Will
Will

Reputation: 651

Formatting a broken y axis in python matplotlib

I have a (reasonably complicated) bar chart that I'm working on in matplotlib. It contains summary data from a number of sources which are each labelled along the x axis, with a range of results on the y axis. A number of results are outliers, and I've attempted to use a broken y axis to show these results without distorting the whole graph using a combination of this method for inserting a broken y axis, and this method for aligning subplots on a grid (the outliers are concentrated around a specific point, so the upper graph can be quite small).

The resulting graph looks a bit like this

Example graph

The problem is that the diagonal lines are clearly at different angles above and below the break in the y axis. I don't understand why.

The code I am using is below.
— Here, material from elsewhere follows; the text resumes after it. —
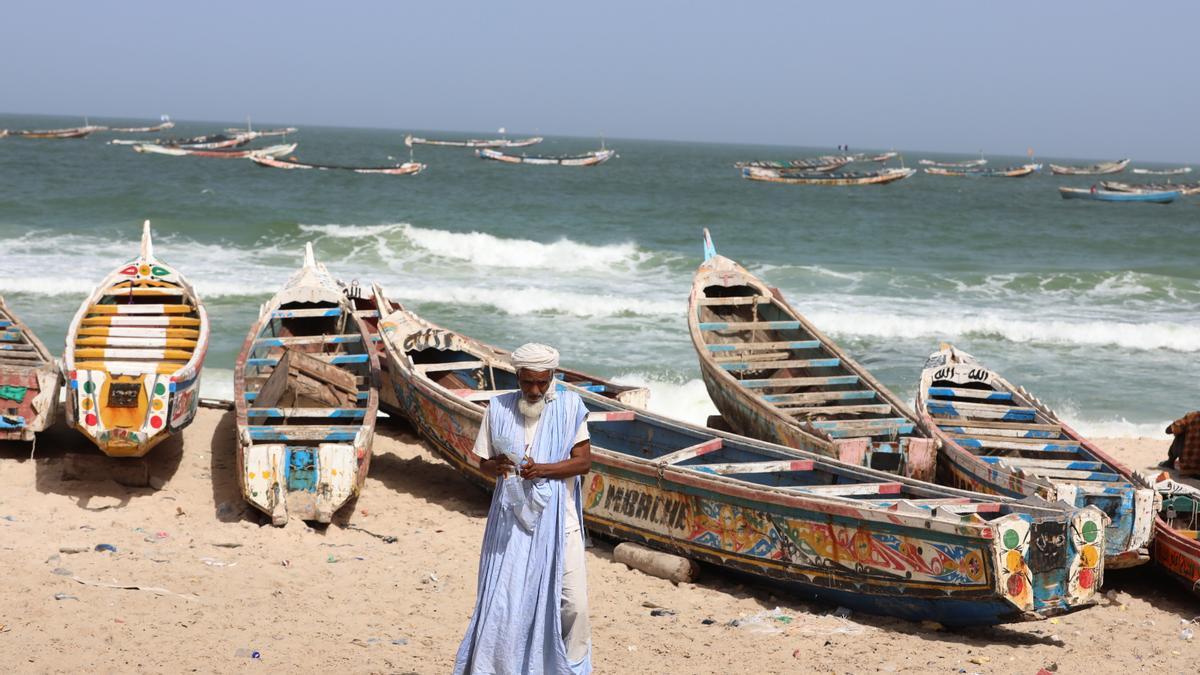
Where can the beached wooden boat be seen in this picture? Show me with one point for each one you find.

Apologies for the complexity, I've had to do a lot of modifications to different axes to make this work...

    import matplotlib.pyplot as plt
    import numpy as np
    import pandas as pd
    from matplotlib.gridspec import GridSpec

    data = pd.DataFrame.from_dict(
        {
            "low": {
                "Record 1": 5,
                "Record 2": 10,
                "Record 3": 15,
                "Record 4": 20,
                "Record 5": 25,
                "Record 6": 30,
                "Record 7": 35,
                "Record 8": 40,
                "Record 9": 45,
                "Record 10": 50,
            },
            "high": {
                "Record 1": 25,
                "Record 2": 100,
                "Record 3": 225,
                "Record 4": 25,
                "Record 5": 100,
                "Record 6": 10000,
                "Record 7": 25,
                "Record 8": 100,
                "Record 9": 225,
                "Record 10": 25,
            },
        }
    )

    mm = (146, 90)  # x value then y value
    inches = (mm[0] / 25.4, mm[1] / 25.4)
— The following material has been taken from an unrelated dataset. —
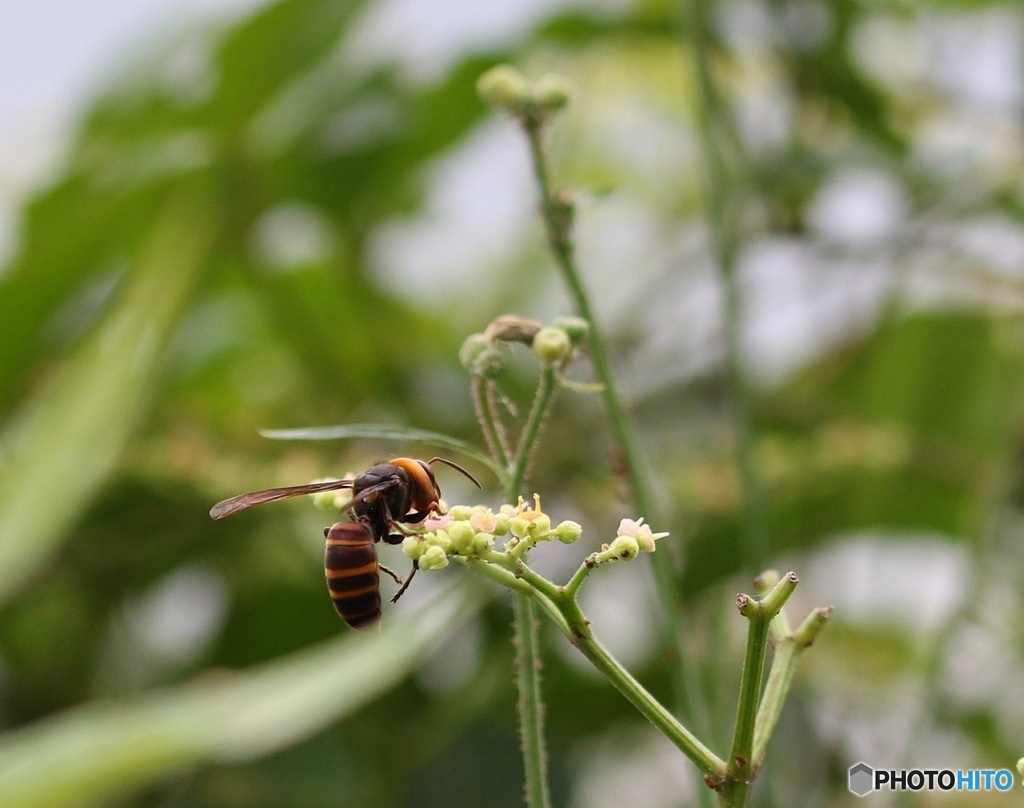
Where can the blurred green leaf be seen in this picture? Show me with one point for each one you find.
(386, 432)
(104, 749)
(67, 440)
    fig = plt.figure(figsize=inches)
    fig.text(0.02, 0.6, r"Y axis label", va="center", rotation="vertical", fontsize=12)
    gs = GridSpec(2, 2, height_ratios=[1, 4])
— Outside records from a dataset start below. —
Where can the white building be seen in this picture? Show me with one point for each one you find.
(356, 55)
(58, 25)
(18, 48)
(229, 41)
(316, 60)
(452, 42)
    ax = fig.add_subplot(gs.new_subplotspec((0, 0), colspan=2))
    ax2 = fig.add_subplot(gs.new_subplotspec((1, 0), colspan=2))
    palette = plt.get_cmap("tab20")

    indx = np.arange(len(data.index))

    labs = data.index.tolist()
    labs.insert(0, "")

    ax.tick_params(axis="both", which="major", labelsize=10)
    ax2.tick_params(axis="both", which="major", labelsize=10)
    ax2.set_xticklabels((labs), rotation=45, fontsize=10, horizontalalignment="right")
    ax.set_xticklabels(())
    ax.set_xticks(np.arange(-1, len(data.index) + 1, 1.0))
    ax2.set_xticks(np.arange(-1, len(data.index) + 1, 1.0))

    ax.set_yticks(np.arange(0, max(data["high"]) + 10, 100))
    ax2.set_yticks(np.arange(0, max(data["high"]) + 10, 100))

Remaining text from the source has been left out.